At Bennington, the author of Dakota and Little Girls in Church wasn’t exactly religious. She was just an introvert who didn’t want to go quite as far into sex, drugs, and every other mindless rebellion a kid could think of, quite as fast, as her dorm mates did. So although she didn’t actually stay a virgin for most of her college years she was nicknamed “the Virgin of Bennington.”
But that’s only a preface to explain the attention-grabbing title, not what the book is about. The sins of good writers’ youth are seldom memorable; Norris doesn’t claim to be an exception. (One married man—not named—and a few underwhelming drug trips.) So what she actually delivers to readers is a memoir of the last years of her first employer, a friend to poets, and what her employer did for writers and writing in the late twentieth century. This turns out to be an inspirational story—about poets, working to spread interest in poetry out from New York City. Elizabeth Kray, “Betty,” had been married long before Norris met her, and Norris was at least considering marriage to David Dwyer at the end of this memoir.

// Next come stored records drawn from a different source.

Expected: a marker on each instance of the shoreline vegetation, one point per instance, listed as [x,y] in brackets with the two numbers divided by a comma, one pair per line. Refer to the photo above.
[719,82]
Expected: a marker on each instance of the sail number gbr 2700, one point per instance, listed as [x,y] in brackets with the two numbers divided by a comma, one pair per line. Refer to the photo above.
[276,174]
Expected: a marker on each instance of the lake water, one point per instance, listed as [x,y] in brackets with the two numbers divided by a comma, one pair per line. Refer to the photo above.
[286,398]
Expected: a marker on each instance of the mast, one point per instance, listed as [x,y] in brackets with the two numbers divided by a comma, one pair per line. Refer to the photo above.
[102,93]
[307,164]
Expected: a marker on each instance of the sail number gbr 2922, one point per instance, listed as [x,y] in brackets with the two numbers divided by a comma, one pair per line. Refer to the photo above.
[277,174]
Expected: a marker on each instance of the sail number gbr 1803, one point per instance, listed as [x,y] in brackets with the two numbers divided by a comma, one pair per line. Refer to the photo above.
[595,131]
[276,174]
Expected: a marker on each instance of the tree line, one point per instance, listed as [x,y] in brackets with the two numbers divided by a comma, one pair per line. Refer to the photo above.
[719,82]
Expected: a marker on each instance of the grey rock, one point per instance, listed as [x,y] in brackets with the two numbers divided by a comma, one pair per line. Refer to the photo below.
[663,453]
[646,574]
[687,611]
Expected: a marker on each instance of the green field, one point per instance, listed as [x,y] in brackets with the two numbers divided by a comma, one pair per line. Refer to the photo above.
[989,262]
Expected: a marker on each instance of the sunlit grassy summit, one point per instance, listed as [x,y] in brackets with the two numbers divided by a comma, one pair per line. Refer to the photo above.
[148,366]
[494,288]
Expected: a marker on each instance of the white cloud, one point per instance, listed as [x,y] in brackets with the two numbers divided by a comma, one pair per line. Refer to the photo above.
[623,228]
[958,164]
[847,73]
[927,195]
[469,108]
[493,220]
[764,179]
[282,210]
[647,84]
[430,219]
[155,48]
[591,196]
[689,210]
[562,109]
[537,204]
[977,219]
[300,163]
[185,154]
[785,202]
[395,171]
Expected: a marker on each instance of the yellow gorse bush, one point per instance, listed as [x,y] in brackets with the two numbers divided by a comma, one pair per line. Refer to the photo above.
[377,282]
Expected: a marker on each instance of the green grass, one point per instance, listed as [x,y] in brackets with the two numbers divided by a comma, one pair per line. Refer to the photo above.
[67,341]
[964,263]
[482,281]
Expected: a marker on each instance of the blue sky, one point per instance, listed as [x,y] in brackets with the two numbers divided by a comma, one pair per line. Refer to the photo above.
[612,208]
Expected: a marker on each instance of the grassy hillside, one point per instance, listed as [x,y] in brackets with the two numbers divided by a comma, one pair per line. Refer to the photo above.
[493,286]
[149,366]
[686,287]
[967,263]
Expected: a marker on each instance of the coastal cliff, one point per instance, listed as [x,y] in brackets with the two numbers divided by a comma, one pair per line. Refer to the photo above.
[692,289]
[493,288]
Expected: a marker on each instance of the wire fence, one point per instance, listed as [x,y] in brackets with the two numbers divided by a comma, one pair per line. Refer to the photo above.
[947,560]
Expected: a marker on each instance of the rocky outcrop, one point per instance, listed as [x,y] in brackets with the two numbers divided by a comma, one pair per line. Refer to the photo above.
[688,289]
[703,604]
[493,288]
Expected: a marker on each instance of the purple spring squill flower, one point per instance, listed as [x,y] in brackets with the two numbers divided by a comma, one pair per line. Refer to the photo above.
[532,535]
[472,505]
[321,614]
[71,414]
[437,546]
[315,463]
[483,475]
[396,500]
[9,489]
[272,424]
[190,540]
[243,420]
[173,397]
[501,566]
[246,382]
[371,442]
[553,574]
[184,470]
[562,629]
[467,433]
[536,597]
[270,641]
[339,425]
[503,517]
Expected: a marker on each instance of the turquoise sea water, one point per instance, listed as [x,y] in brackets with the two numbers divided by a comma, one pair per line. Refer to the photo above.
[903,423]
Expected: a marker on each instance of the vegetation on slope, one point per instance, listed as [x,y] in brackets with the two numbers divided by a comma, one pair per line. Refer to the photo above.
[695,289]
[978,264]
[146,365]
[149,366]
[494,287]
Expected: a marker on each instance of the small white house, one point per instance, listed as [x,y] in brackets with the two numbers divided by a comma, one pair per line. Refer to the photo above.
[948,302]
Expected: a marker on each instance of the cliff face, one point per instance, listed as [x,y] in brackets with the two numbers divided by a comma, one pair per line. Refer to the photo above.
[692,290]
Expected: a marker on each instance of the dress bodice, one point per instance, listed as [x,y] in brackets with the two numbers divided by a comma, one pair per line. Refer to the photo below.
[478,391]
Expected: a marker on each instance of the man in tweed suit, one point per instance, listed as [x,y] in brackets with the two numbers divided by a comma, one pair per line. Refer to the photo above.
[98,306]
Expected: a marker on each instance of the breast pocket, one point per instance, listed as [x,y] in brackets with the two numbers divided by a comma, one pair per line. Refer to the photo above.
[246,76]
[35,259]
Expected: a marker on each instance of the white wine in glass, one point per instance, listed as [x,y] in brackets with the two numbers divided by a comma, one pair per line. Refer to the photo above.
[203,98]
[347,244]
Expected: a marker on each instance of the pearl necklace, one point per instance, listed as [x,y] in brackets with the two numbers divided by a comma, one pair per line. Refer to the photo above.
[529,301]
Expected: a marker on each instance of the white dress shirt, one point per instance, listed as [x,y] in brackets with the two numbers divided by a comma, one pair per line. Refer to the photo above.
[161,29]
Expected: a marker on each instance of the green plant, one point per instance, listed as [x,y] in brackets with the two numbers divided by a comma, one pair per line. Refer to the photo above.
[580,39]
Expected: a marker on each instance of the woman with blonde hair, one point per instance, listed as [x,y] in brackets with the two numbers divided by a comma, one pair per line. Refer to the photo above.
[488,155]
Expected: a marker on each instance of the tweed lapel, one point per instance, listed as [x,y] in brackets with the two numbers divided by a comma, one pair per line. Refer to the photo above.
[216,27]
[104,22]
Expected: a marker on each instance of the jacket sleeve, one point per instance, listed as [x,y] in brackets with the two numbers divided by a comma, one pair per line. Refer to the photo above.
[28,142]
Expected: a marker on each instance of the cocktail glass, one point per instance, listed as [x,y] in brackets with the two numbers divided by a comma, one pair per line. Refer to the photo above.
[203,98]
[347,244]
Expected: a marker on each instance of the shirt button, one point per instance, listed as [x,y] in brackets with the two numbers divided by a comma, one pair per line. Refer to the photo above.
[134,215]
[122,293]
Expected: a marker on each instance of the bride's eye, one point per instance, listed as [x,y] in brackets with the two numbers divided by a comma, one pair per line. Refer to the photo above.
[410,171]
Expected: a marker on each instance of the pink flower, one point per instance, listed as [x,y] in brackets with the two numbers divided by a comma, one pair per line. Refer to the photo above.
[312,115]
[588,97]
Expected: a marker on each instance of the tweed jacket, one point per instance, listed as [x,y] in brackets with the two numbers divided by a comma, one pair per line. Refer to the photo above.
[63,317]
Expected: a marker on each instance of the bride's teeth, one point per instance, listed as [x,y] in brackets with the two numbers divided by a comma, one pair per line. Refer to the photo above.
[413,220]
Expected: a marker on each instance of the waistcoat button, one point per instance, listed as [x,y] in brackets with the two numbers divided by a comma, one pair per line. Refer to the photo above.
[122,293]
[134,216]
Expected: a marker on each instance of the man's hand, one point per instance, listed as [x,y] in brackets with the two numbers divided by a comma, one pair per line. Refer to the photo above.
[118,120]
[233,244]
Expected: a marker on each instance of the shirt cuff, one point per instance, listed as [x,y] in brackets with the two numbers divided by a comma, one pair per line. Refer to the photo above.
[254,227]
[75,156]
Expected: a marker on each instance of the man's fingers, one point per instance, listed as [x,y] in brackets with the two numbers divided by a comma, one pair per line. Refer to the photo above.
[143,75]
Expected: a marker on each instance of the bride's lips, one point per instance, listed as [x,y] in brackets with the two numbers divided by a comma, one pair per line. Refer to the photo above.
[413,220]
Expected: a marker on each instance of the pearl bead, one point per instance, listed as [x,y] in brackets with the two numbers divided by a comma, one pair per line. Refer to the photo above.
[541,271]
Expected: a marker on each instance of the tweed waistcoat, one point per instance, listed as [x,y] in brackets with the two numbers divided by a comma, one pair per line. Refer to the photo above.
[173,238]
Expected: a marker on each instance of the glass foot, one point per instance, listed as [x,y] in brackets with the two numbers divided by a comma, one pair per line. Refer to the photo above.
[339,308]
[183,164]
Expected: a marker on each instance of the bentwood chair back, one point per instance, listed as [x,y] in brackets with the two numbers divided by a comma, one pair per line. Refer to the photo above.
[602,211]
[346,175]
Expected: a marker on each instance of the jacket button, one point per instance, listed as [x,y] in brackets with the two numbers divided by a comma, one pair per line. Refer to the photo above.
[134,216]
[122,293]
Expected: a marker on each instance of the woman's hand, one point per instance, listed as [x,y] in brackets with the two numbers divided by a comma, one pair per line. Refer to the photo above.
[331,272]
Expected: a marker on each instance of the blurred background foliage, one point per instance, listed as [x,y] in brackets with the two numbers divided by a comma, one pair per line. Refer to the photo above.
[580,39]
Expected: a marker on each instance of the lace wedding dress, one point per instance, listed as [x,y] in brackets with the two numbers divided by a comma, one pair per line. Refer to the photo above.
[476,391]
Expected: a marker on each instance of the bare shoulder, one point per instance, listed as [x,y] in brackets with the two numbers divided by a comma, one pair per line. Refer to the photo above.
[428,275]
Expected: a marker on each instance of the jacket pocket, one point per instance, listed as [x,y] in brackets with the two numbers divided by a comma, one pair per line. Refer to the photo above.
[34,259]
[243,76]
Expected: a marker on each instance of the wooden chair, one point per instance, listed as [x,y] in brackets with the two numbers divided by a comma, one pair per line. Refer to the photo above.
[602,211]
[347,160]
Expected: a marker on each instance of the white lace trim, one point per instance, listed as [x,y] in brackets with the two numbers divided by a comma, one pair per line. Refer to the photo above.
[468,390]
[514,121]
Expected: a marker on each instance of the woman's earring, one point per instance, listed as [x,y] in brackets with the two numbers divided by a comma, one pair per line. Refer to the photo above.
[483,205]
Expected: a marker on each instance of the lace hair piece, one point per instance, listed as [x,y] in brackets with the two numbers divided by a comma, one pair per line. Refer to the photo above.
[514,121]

Since none of Norris’s books is exactly sensational, and this one’s not even religious, The Virgin of Bennington is a book for a small niche market. It’s more biography than autobiography, but a personal reminiscence rather than a formal, researched, full-length biography. It’s written in short bloggy sections arranged mostly in chronological order, with a little noticeable repetition, not much. The question it answers, in the context of Norris’s better known books, is “How did Norris prepare for the extraordinary half-monastic, half-artistic life for which she’s known? Did she ever have to work for someone else, and if so who, when, where, and why?” We learn how Kray helped prepare both Norris and the United States for Norris’s adult career.
Those seriously interested in women’s history, literary history, poems, and poets will love this story. I do. But although you can recognize the voice of the bestselling essayist in this memoir, it's also easy to see why the memoir was not a bestseller.